My suggestion is to roll it to a traditional self-directed IRA and invest in Real Estate. In today’s market Real Estate offers the best bang for your buck. Using your IRA allows you to invest in this amazing market without capital gains. Talk to your CPA about all the tax advantages. We plan on taking some of the gains we make in Real Estate and then reinvesting in the stock market. If you do that, you can take advantage of the great real estate deals and also get back into the market when it is low. I always suggest to diversify, just do it the right way. All the money that is in the market now has already taken a huge hit, its time to get it out now and find ways to recoup it. Once you start seeing results from your Real Estate deals, then slowly and methodically (dollar-cost averaging) get back into the stock market.

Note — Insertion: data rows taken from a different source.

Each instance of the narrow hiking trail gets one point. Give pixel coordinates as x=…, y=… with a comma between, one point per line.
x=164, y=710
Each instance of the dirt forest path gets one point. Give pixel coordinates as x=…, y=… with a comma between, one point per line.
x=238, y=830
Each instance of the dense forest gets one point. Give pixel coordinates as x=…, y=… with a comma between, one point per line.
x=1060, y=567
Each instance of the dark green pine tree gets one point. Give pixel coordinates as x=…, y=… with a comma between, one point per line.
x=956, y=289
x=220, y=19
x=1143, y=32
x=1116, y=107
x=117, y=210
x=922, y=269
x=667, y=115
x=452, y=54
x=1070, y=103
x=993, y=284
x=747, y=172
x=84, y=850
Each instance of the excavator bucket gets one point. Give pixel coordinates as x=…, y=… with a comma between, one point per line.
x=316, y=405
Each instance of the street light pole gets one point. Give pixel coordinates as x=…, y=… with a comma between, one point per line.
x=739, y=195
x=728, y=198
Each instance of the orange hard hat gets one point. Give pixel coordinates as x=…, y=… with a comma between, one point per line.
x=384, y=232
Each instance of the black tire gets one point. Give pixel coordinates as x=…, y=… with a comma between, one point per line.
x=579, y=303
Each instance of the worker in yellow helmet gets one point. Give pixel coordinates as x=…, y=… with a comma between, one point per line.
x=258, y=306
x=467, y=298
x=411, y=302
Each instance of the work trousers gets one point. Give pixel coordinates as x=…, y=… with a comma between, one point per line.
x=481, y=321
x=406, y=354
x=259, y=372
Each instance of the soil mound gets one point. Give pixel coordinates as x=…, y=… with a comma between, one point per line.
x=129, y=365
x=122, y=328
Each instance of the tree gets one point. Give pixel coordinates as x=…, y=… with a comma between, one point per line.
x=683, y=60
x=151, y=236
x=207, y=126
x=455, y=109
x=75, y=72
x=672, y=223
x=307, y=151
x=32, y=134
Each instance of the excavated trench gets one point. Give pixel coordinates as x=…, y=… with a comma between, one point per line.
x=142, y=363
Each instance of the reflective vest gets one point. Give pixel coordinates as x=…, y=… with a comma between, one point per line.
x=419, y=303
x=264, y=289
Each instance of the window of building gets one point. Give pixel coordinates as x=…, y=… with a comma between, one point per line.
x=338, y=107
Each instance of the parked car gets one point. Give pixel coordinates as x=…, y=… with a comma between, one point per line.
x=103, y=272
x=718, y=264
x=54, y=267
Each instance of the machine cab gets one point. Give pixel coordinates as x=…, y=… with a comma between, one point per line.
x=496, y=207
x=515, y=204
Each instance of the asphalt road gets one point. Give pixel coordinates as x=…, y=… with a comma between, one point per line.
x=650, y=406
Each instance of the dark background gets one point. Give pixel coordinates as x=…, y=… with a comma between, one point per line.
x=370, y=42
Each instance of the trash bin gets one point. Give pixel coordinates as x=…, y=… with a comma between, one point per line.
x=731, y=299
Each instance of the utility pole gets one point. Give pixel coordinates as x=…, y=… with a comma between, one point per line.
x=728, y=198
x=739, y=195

Let’s invest wisely and make some real money! Do not rely on the crooks on Wall Street or the government. The government wants you to believe it is the end of the world so they can spend more of your money for you. Wall Street cries for bailout money then they pay themselves Billions of dollars in bonuses for being failures, all with your hard earned money. I’d like to have that job. Can you believe the moxey of these people. They lose a ton of money, and then reward themselves with bonuses. I thought a bonus was for a job well done. The only job well done they have accomplished was convincing the government to bail them out. It’s unbelievable. I’ll stick with Real Estate. You buy a home severely undervalue . It is tangible, you can touch it. You can rent it out and have positive cash flow (remember you paid cash for it with your self-directed IRA, there is no mortgage). Since you bought it undervalue you have an equity stake in it, plus when the retail Real Estate market rebounds you should have significant appreciation. To me it’s a no-brainer. I hope the light clicks on for you too.